Vermögen des reichsten Prozents in G20-Ländern ist in 20 Jahren um 150 Prozent gestiegen – Bundeskanzler Scholz muss eindeutiges Bekenntnis zur Besteuerung Superreicher abgeben
Die Ungleichheit in den 20 führenden Industrie- und Schwellenländern ist in den vergangenen zwei Jahrzehnten deutlich gestiegen. Das zeigt eine aktuelle Oxfam-Analyse anlässlich des bevorstehenden G20-Gipfels in Brasilien. Das Vermögen des reichsten Prozents der Bevölkerung in den G20-Ländern ist um fast 150 Prozent auf 68,7 Billionen US-Dollar gestiegen. Oxfam fordert von Bundeskanzler Scholz und den anderen G20-Staats- und Regierungschefs, sich jetzt klar für die von der brasilianischen G20-Präsidentschaft vorgeschlagene Besteuerung Superreicher auszusprechen.

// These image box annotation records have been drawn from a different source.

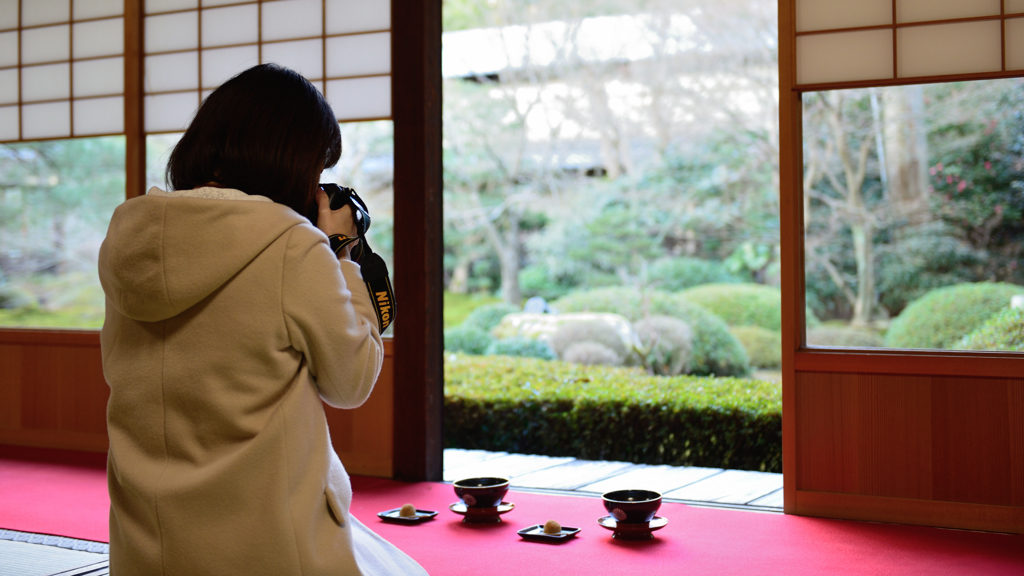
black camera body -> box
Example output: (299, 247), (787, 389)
(313, 183), (370, 237)
(310, 183), (396, 333)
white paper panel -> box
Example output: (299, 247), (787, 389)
(797, 30), (893, 84)
(0, 106), (18, 140)
(1007, 18), (1024, 70)
(202, 46), (259, 88)
(22, 101), (71, 136)
(145, 51), (199, 93)
(145, 0), (199, 14)
(203, 4), (259, 48)
(22, 64), (71, 101)
(327, 32), (391, 78)
(73, 96), (125, 136)
(263, 40), (324, 78)
(327, 76), (391, 120)
(22, 25), (71, 64)
(142, 92), (199, 132)
(0, 68), (18, 105)
(72, 56), (125, 97)
(896, 20), (1002, 78)
(327, 0), (389, 34)
(263, 0), (319, 40)
(0, 0), (18, 30)
(896, 0), (999, 23)
(797, 0), (893, 32)
(145, 12), (199, 54)
(73, 0), (125, 20)
(0, 32), (17, 67)
(72, 18), (125, 58)
(22, 0), (71, 26)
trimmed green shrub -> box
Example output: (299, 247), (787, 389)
(548, 320), (633, 366)
(885, 282), (1024, 348)
(647, 257), (750, 292)
(729, 326), (782, 368)
(562, 341), (623, 366)
(955, 308), (1024, 352)
(462, 302), (522, 332)
(443, 355), (782, 472)
(680, 283), (821, 332)
(553, 287), (750, 376)
(807, 326), (886, 348)
(484, 336), (558, 360)
(633, 316), (693, 376)
(444, 324), (494, 355)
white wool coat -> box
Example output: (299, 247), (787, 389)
(99, 188), (425, 576)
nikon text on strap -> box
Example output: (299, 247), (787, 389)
(321, 184), (395, 333)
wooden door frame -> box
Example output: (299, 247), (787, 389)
(778, 0), (1024, 532)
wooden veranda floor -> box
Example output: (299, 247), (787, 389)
(444, 448), (782, 512)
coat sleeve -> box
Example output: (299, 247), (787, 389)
(282, 224), (384, 408)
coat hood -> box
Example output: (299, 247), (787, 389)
(99, 188), (312, 322)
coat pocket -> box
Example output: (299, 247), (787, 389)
(324, 484), (348, 528)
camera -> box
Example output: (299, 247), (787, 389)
(310, 183), (396, 333)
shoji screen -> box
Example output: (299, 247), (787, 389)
(144, 0), (391, 133)
(796, 0), (1024, 87)
(0, 0), (124, 141)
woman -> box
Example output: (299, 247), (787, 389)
(99, 65), (424, 576)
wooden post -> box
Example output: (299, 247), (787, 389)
(391, 0), (444, 481)
(778, 0), (805, 513)
(125, 0), (145, 198)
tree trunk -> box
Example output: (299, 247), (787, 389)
(883, 86), (929, 224)
(447, 259), (470, 294)
(850, 222), (874, 327)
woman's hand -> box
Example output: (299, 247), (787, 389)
(316, 187), (358, 259)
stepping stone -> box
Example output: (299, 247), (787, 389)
(515, 460), (636, 490)
(443, 454), (575, 484)
(746, 488), (782, 508)
(444, 448), (508, 469)
(665, 470), (782, 504)
(577, 464), (722, 495)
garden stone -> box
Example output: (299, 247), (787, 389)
(492, 313), (640, 351)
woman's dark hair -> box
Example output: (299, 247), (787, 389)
(166, 64), (341, 216)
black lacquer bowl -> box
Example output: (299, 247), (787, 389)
(601, 490), (662, 524)
(453, 478), (509, 508)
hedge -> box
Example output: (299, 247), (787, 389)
(444, 354), (782, 472)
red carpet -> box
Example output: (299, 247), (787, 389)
(0, 460), (1024, 576)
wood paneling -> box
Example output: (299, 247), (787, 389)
(0, 330), (394, 478)
(795, 373), (1024, 529)
(1007, 380), (1024, 508)
(794, 490), (1024, 534)
(932, 378), (1013, 505)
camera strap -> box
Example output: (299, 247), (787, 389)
(329, 234), (395, 334)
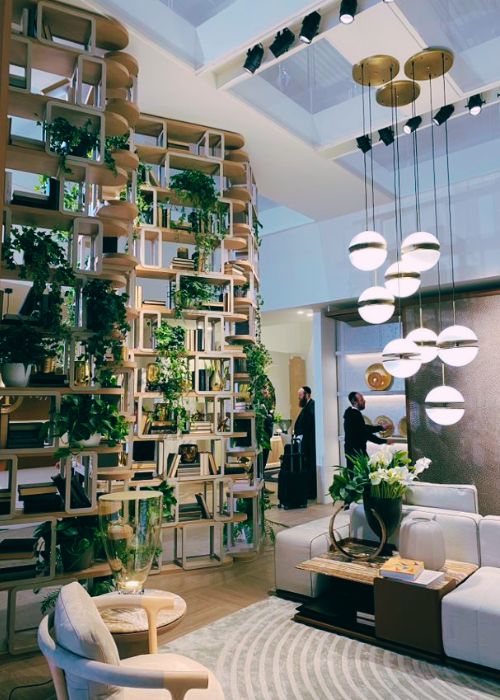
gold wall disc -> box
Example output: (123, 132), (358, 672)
(376, 80), (420, 107)
(352, 54), (399, 86)
(405, 47), (454, 80)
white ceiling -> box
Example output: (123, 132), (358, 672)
(77, 0), (500, 220)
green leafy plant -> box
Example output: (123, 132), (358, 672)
(46, 394), (128, 459)
(41, 117), (100, 174)
(82, 279), (130, 368)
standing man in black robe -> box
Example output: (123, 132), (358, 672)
(344, 391), (392, 474)
(293, 386), (316, 499)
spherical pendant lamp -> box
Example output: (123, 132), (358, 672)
(401, 231), (441, 272)
(437, 326), (479, 367)
(384, 262), (420, 297)
(349, 231), (387, 271)
(382, 338), (422, 379)
(406, 327), (438, 362)
(358, 287), (394, 323)
(425, 384), (465, 425)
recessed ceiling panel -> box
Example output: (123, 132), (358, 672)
(398, 0), (500, 92)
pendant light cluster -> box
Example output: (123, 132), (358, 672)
(349, 49), (478, 425)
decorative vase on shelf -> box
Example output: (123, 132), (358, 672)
(0, 362), (31, 386)
(399, 511), (446, 571)
(363, 489), (403, 539)
(99, 491), (163, 593)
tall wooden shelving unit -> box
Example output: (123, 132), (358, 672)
(0, 0), (263, 653)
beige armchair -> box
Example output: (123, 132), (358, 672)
(38, 582), (224, 700)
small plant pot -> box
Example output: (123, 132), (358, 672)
(61, 545), (94, 571)
(0, 362), (31, 386)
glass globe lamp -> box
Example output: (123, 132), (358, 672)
(406, 326), (438, 362)
(349, 231), (387, 271)
(401, 231), (441, 272)
(358, 287), (394, 323)
(382, 338), (422, 379)
(437, 326), (479, 367)
(384, 262), (420, 297)
(425, 384), (465, 425)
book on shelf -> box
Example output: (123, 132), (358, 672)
(379, 557), (424, 581)
(194, 493), (212, 520)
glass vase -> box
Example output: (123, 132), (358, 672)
(99, 491), (163, 593)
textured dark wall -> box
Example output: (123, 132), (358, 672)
(404, 295), (500, 515)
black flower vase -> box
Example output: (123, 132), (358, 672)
(363, 489), (403, 539)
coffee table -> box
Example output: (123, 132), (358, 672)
(294, 552), (478, 659)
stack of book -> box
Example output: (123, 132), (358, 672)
(17, 481), (64, 513)
(0, 537), (37, 581)
(379, 557), (444, 587)
(7, 421), (44, 450)
(172, 257), (194, 270)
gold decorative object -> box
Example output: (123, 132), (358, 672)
(374, 416), (394, 438)
(365, 362), (394, 391)
(404, 47), (454, 80)
(398, 416), (408, 437)
(352, 54), (399, 87)
(375, 80), (420, 107)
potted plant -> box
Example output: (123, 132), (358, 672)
(329, 445), (430, 537)
(0, 323), (46, 386)
(47, 394), (128, 457)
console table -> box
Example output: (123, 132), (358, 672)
(294, 552), (478, 659)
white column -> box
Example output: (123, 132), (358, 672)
(311, 311), (340, 503)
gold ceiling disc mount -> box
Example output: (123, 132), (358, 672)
(352, 54), (399, 87)
(405, 47), (454, 80)
(376, 80), (420, 107)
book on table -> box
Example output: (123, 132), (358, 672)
(379, 557), (424, 581)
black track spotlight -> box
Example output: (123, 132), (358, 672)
(243, 44), (264, 73)
(269, 27), (295, 58)
(299, 12), (321, 44)
(356, 134), (372, 153)
(467, 95), (485, 117)
(403, 117), (422, 134)
(378, 126), (394, 146)
(339, 0), (358, 24)
(432, 105), (455, 126)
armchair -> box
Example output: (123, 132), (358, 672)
(38, 582), (224, 700)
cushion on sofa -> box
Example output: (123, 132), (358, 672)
(54, 581), (124, 700)
(405, 481), (478, 513)
(274, 512), (349, 598)
(441, 566), (500, 669)
(350, 503), (482, 564)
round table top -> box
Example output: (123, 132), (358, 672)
(100, 588), (186, 634)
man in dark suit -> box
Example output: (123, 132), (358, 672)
(344, 391), (390, 467)
(293, 386), (316, 498)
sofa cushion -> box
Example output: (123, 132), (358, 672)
(441, 566), (500, 669)
(274, 512), (349, 598)
(54, 581), (123, 700)
(405, 481), (478, 513)
(479, 515), (500, 567)
(350, 503), (481, 564)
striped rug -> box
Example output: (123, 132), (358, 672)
(160, 597), (500, 700)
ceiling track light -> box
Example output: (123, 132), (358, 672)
(403, 117), (422, 134)
(378, 126), (394, 146)
(356, 134), (372, 153)
(299, 12), (321, 44)
(432, 105), (455, 126)
(339, 0), (358, 24)
(467, 94), (485, 117)
(243, 44), (264, 74)
(269, 27), (295, 58)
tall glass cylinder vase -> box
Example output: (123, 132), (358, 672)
(99, 490), (163, 593)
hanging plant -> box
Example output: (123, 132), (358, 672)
(82, 279), (130, 368)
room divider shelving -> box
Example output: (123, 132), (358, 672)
(0, 0), (263, 651)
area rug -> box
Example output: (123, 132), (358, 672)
(161, 597), (500, 700)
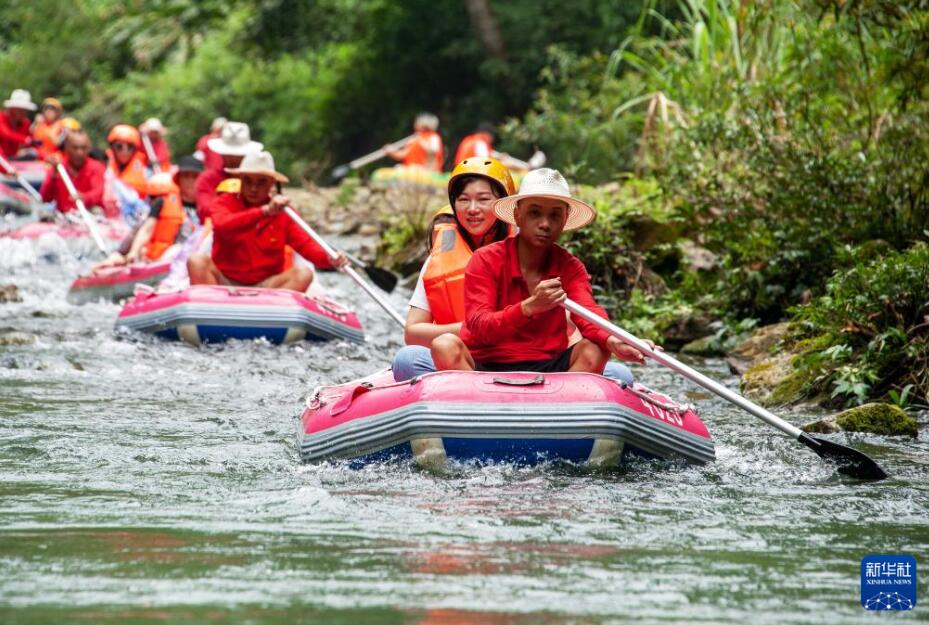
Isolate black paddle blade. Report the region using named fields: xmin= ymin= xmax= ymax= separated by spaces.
xmin=797 ymin=434 xmax=888 ymax=480
xmin=364 ymin=265 xmax=398 ymax=293
xmin=332 ymin=165 xmax=352 ymax=180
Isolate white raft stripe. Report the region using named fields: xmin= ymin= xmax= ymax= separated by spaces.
xmin=116 ymin=303 xmax=364 ymax=343
xmin=298 ymin=402 xmax=716 ymax=464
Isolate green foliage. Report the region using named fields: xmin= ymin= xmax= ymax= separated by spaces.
xmin=794 ymin=243 xmax=929 ymax=404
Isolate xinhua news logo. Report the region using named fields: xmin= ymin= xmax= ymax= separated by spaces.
xmin=861 ymin=554 xmax=916 ymax=612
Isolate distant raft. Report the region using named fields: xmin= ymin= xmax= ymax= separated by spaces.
xmin=116 ymin=286 xmax=365 ymax=345
xmin=68 ymin=262 xmax=171 ymax=304
xmin=298 ymin=371 xmax=715 ymax=467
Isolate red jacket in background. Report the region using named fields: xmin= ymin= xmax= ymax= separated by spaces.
xmin=0 ymin=111 xmax=32 ymax=158
xmin=211 ymin=193 xmax=334 ymax=286
xmin=461 ymin=234 xmax=610 ymax=363
xmin=39 ymin=157 xmax=106 ymax=213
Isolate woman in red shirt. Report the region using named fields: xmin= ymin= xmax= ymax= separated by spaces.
xmin=432 ymin=169 xmax=644 ymax=373
xmin=187 ymin=152 xmax=348 ymax=292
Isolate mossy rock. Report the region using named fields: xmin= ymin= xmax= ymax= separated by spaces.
xmin=835 ymin=403 xmax=918 ymax=438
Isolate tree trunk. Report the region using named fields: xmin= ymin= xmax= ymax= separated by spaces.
xmin=465 ymin=0 xmax=506 ymax=59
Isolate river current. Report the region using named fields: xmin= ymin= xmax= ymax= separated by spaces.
xmin=0 ymin=227 xmax=929 ymax=625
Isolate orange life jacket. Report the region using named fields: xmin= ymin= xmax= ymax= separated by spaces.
xmin=455 ymin=132 xmax=494 ymax=165
xmin=423 ymin=224 xmax=474 ymax=324
xmin=403 ymin=130 xmax=444 ymax=171
xmin=145 ymin=192 xmax=187 ymax=260
xmin=106 ymin=150 xmax=148 ymax=198
xmin=32 ymin=119 xmax=62 ymax=159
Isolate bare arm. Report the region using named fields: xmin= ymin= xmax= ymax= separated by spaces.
xmin=403 ymin=306 xmax=461 ymax=347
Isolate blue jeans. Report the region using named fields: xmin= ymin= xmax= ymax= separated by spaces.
xmin=390 ymin=345 xmax=634 ymax=384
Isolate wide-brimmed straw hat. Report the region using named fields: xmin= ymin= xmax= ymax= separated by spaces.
xmin=206 ymin=122 xmax=264 ymax=156
xmin=226 ymin=152 xmax=290 ymax=182
xmin=494 ymin=167 xmax=597 ymax=230
xmin=3 ymin=89 xmax=37 ymax=111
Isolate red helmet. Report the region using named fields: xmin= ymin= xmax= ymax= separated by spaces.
xmin=145 ymin=171 xmax=178 ymax=196
xmin=106 ymin=124 xmax=142 ymax=147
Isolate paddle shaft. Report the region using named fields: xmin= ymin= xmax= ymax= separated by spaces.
xmin=562 ymin=299 xmax=803 ymax=440
xmin=0 ymin=156 xmax=42 ymax=204
xmin=55 ymin=163 xmax=110 ymax=256
xmin=284 ymin=206 xmax=406 ymax=327
xmin=348 ymin=135 xmax=416 ymax=169
xmin=139 ymin=132 xmax=161 ymax=174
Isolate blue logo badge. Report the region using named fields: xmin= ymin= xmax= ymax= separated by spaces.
xmin=861 ymin=555 xmax=916 ymax=611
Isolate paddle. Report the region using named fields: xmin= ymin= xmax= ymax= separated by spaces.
xmin=332 ymin=135 xmax=416 ymax=180
xmin=561 ymin=299 xmax=887 ymax=480
xmin=490 ymin=150 xmax=546 ymax=171
xmin=55 ymin=163 xmax=110 ymax=256
xmin=346 ymin=254 xmax=399 ymax=293
xmin=0 ymin=156 xmax=43 ymax=204
xmin=139 ymin=132 xmax=161 ymax=174
xmin=284 ymin=206 xmax=406 ymax=327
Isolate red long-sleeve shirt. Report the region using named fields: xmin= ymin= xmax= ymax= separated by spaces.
xmin=212 ymin=193 xmax=332 ymax=284
xmin=39 ymin=158 xmax=106 ymax=213
xmin=194 ymin=162 xmax=229 ymax=223
xmin=0 ymin=111 xmax=32 ymax=158
xmin=461 ymin=235 xmax=610 ymax=362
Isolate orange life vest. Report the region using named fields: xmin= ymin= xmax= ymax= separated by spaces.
xmin=106 ymin=150 xmax=147 ymax=198
xmin=145 ymin=192 xmax=187 ymax=260
xmin=423 ymin=224 xmax=474 ymax=324
xmin=403 ymin=130 xmax=445 ymax=171
xmin=455 ymin=132 xmax=494 ymax=165
xmin=32 ymin=119 xmax=62 ymax=159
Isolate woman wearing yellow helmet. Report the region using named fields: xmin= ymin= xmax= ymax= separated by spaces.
xmin=393 ymin=157 xmax=516 ymax=381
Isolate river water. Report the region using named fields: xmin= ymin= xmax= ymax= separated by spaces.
xmin=0 ymin=230 xmax=929 ymax=625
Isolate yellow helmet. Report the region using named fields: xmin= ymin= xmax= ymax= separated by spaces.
xmin=448 ymin=156 xmax=516 ymax=206
xmin=216 ymin=178 xmax=242 ymax=193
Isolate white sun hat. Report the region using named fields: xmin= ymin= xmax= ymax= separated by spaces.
xmin=3 ymin=89 xmax=38 ymax=111
xmin=206 ymin=122 xmax=264 ymax=156
xmin=226 ymin=152 xmax=289 ymax=182
xmin=494 ymin=167 xmax=597 ymax=230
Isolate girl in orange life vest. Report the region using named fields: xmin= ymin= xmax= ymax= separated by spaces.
xmin=393 ymin=157 xmax=516 ymax=381
xmin=106 ymin=124 xmax=147 ymax=198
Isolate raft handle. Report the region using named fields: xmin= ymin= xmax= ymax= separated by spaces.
xmin=494 ymin=375 xmax=545 ymax=386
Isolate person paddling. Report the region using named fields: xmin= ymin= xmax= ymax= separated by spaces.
xmin=32 ymin=98 xmax=65 ymax=162
xmin=39 ymin=130 xmax=106 ymax=213
xmin=455 ymin=122 xmax=494 ymax=165
xmin=432 ymin=168 xmax=652 ymax=373
xmin=0 ymin=89 xmax=37 ymax=158
xmin=196 ymin=122 xmax=264 ymax=223
xmin=187 ymin=152 xmax=348 ymax=292
xmin=384 ymin=113 xmax=445 ymax=171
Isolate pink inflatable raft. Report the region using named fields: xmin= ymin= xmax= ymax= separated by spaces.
xmin=298 ymin=371 xmax=715 ymax=467
xmin=68 ymin=262 xmax=171 ymax=304
xmin=116 ymin=286 xmax=364 ymax=345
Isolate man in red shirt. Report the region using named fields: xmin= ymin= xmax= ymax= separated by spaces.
xmin=196 ymin=122 xmax=264 ymax=223
xmin=432 ymin=169 xmax=644 ymax=373
xmin=0 ymin=89 xmax=37 ymax=158
xmin=187 ymin=152 xmax=347 ymax=292
xmin=39 ymin=130 xmax=106 ymax=213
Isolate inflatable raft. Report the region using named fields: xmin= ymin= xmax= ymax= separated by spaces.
xmin=298 ymin=371 xmax=715 ymax=467
xmin=68 ymin=262 xmax=171 ymax=304
xmin=116 ymin=286 xmax=364 ymax=345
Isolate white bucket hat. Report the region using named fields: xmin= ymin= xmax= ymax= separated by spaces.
xmin=494 ymin=167 xmax=597 ymax=230
xmin=139 ymin=117 xmax=168 ymax=135
xmin=226 ymin=152 xmax=289 ymax=182
xmin=206 ymin=122 xmax=264 ymax=156
xmin=3 ymin=89 xmax=38 ymax=111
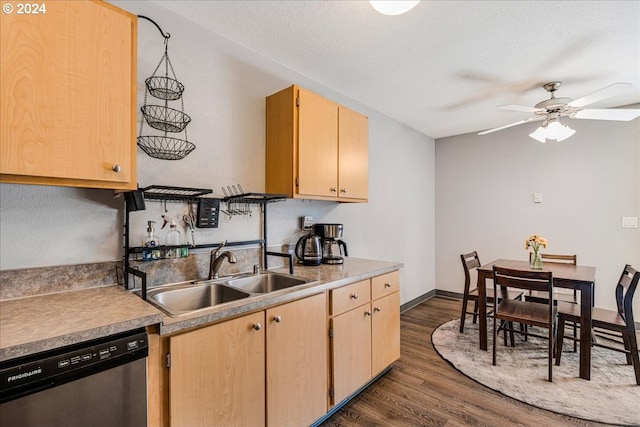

Das reichste Prozent in den G20-Ländern besitzt nach der neuen Oxfam-Berechnung 31 Prozent des gesamten Vermögens. Die ärmere Hälfte der Bevölkerung besitzt lediglich fünf Prozent. Die G20-Länder, in denen das reichste Prozent den größten Anteil am Gesamtvermögen hat, sind Brasilien mit 48 Prozent, Südafrika mit 42 Prozent und Argentinien mit 40 Prozent. In Deutschland verfügt das reichste Prozent über rund 30 Prozent des Gesamtvermögens im Land. Das ist nach den USA der höchste Wert unter den etablierten G20-Industrienationen.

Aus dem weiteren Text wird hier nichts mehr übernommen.